32. Are we required to continue collecting issues of a title we’ve retained for EAST?

No, libraries are not required to continue collecting issues of title they’ve retained for EAST, but we do ask that libraries consider filling gaps in their holdings if they are contacted by other EAST libraries wishing to withdraw issues or volumes of the title.

33. We understand that EAST is a member of the Rosemont Shared Print Alliance.  What exactly is Rosemont?

The Rosemont Shared Print Alliance is a collaboration of regional programs interested in coordinating their efforts on a larger scale to ensure the retention of and access to print journal backfiles. The current participants are the:

  • Big Ten Academic Alliance Shared Print Repository (CICBTAA-SPR)
  • Eastern Academic Scholars' Trust (EAST)
  • Florida Academic Libraries Repository (FLARE)
  • Scholars Trust
  • Western Regional Storage Trust (WEST)

EAST representatives sit on the Rosemont Operations Committee and Executive Committee. For a description of Rosemont’s goals and activities see the Alliance’s Roadmap.

34. Our library is not a EAST Serials and Journals Retention Partner.  Are we still expected to provide access to our serials and journals collection to EAST and Rosemont partners?

No, while we encourage all libraries to provide access to their collections, there are no requirements for “monograph only” EAST Retention Partners to make their serial and journal holdings available to other EAST or Rosemont Shared Print Alliance members.

35. Are EAST Serials and Journals Retention Partners expected to lend monographs as well as serial and journal titles to Rosemont members?

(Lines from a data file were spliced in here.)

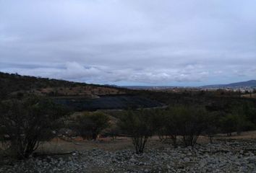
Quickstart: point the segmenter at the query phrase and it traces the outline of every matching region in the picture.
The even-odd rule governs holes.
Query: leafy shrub
[[[75,118],[72,126],[83,139],[96,140],[100,133],[109,126],[109,118],[101,112],[85,112]]]
[[[67,112],[48,99],[29,97],[0,103],[0,138],[18,158],[27,158],[49,141]]]
[[[206,128],[207,112],[200,107],[176,106],[170,110],[168,133],[182,136],[186,146],[193,146]]]
[[[152,111],[145,110],[127,111],[121,117],[120,129],[132,138],[137,154],[143,153],[148,138],[153,135],[154,117]]]

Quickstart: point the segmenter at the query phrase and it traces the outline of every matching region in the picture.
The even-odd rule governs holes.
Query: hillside
[[[75,96],[97,97],[98,95],[124,94],[124,89],[111,86],[50,79],[0,72],[0,98],[17,94],[40,96]]]
[[[0,99],[26,95],[48,97],[74,110],[128,109],[162,105],[132,91],[108,85],[49,79],[0,72]]]

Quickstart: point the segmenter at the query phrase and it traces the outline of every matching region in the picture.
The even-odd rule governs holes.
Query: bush
[[[145,110],[127,111],[121,117],[119,126],[132,138],[137,154],[143,153],[148,138],[153,135],[154,117],[152,111]]]
[[[64,109],[48,99],[29,97],[0,103],[0,138],[18,158],[27,158],[40,142],[55,136]]]
[[[109,126],[109,118],[101,112],[85,112],[75,118],[72,126],[83,139],[96,140],[100,133]]]
[[[170,110],[168,131],[174,138],[182,136],[186,146],[193,146],[203,130],[206,128],[207,112],[200,107],[176,106]]]

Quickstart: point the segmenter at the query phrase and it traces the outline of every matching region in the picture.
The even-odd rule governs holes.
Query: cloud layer
[[[256,2],[0,1],[0,71],[100,84],[255,79]]]

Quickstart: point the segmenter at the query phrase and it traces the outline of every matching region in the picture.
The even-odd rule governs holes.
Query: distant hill
[[[236,82],[236,83],[231,83],[229,84],[205,85],[201,87],[202,88],[240,88],[240,87],[256,88],[256,80]]]
[[[88,84],[0,72],[0,99],[10,95],[29,94],[93,98],[98,95],[124,94],[124,89],[114,86]]]
[[[155,107],[163,105],[132,90],[0,72],[0,100],[26,95],[49,97],[74,110]]]

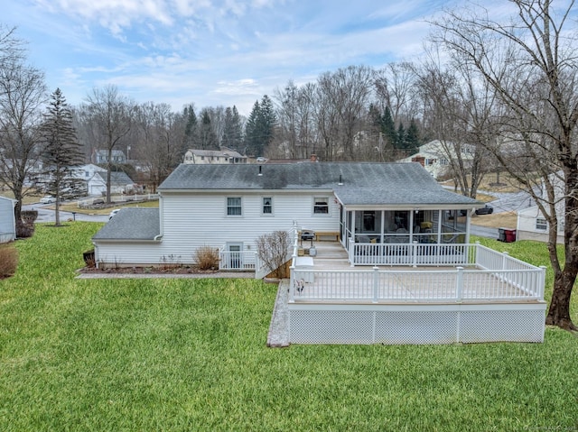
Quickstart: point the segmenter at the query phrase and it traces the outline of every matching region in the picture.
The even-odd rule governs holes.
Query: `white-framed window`
[[[273,215],[273,198],[263,197],[263,214]]]
[[[241,216],[243,214],[241,204],[241,197],[228,197],[227,216]]]
[[[329,215],[329,197],[315,197],[313,198],[313,214]]]

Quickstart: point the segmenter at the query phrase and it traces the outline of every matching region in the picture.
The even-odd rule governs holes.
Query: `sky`
[[[248,115],[292,79],[424,50],[443,0],[2,0],[28,60],[70,105],[115,85],[137,103]]]

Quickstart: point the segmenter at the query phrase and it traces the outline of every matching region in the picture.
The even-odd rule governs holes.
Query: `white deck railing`
[[[353,265],[471,265],[475,244],[350,243]]]
[[[463,302],[544,299],[544,269],[292,270],[290,301]]]
[[[372,270],[331,271],[298,265],[297,239],[289,301],[464,302],[542,301],[545,268],[474,244],[350,243],[350,262]],[[313,259],[314,260],[314,259]],[[377,265],[455,267],[380,270]],[[314,266],[313,266],[314,267]]]
[[[250,251],[219,250],[219,270],[228,271],[254,271],[256,262],[256,253]]]

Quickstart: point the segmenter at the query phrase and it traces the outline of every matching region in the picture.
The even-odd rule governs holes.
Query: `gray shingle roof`
[[[161,234],[158,208],[121,208],[94,240],[154,240]]]
[[[480,204],[445,190],[419,163],[182,164],[159,187],[187,189],[333,190],[345,205]]]

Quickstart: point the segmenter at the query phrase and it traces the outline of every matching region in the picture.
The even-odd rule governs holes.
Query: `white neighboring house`
[[[110,193],[122,194],[132,188],[133,180],[125,172],[113,171],[110,173]],[[89,195],[102,195],[107,191],[107,171],[95,171],[87,184]]]
[[[14,199],[0,197],[0,244],[16,239],[15,204]]]
[[[556,204],[555,206],[558,216],[558,226],[556,233],[556,243],[564,244],[564,184],[560,178],[561,172],[550,176],[550,181],[554,183]],[[544,185],[542,186],[542,196],[545,196]],[[537,206],[531,206],[517,212],[517,240],[536,240],[538,242],[547,242],[550,231],[549,224]]]
[[[104,168],[101,168],[93,163],[87,163],[86,165],[81,165],[78,168],[75,168],[74,170],[72,171],[72,175],[76,179],[79,179],[86,181],[88,184],[89,180],[92,179],[92,177],[94,177],[94,174],[98,171],[106,172],[107,170]]]
[[[126,156],[122,150],[113,150],[110,153],[111,162],[113,163],[126,163]],[[97,150],[92,154],[92,161],[94,163],[107,163],[108,161],[108,151],[107,150]]]
[[[184,153],[183,163],[196,165],[247,163],[247,156],[234,150],[194,150]]]
[[[471,161],[473,159],[472,146],[462,144],[461,147],[462,160]],[[455,152],[452,150],[453,145],[451,142],[443,145],[439,140],[434,140],[421,145],[416,153],[398,161],[420,163],[434,179],[438,179],[450,174],[450,159],[455,158]]]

No, the Rosemont Shared Print Alliance is focussed solely on serials and journals retention. As such, the expectation to make material accessible to fellow Rosemont members and the associated Rosemont Access Principles only applies to serial and journal titles, not print monographs.  As with all access, however, EAST encourages the member libraries to lend broadly across its circulating collection.

36. Are we required to lend titles we haven't committed to retain?

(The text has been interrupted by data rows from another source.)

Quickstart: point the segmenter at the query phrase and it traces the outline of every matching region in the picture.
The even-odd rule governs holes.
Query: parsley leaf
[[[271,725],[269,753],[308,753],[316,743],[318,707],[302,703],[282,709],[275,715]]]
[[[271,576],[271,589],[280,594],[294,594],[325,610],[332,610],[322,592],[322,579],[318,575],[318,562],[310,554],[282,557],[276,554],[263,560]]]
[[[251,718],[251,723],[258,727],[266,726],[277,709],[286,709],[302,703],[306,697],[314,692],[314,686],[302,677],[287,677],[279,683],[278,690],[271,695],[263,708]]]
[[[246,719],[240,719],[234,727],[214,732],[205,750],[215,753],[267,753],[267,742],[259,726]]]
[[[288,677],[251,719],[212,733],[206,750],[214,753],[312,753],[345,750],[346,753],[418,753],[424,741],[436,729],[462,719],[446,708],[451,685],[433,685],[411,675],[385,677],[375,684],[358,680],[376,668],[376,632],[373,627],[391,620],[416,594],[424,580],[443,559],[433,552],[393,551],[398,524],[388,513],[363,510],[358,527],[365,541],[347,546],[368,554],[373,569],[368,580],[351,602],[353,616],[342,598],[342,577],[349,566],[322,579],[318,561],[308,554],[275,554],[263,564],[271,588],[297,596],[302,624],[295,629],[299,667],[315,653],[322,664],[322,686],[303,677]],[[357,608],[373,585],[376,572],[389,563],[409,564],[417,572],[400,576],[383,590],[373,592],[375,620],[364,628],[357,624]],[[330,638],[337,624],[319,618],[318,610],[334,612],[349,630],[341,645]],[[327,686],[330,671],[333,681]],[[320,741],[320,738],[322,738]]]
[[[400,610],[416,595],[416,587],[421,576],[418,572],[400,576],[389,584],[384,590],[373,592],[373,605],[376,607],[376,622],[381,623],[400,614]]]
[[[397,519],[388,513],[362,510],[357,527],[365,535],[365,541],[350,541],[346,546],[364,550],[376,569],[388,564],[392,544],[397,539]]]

Serials and Journals Retention Partners agree to make EAST materials available for circulation to other EAST and Rosemont libraries. We support a principle of extending those borrowing privileges as broadly as possible, rather than limiting lending to EAST retained materials.

37. Are EAST Serials and Journals Retention Partners expected to provide physical delivery of items to our fellow EAST and Rosemont members?

No, electronic delivery is preferable, followed in preference by facsimiles of the original, and then physical delivery of volumes or issues on a case-by-case basis.

38. Are we required to provide free lending to our fellow EAST Serials and Journals Retention Partners and Rosemont members?

No.  While  we strongly encourage a policy of free lending between EAST Serials and Journals Retention Partners and Rosemont members, libraries may use their own institutional policies to fulfill requests, including charging fees (see EAST’s Best Practices for ILL).

39. How do I know which libraries are members of EAST and Rosemont?

A list of EAST and Rosemont member libraries can be found on the Rosemont website.


This page was last updated November 21, 2019.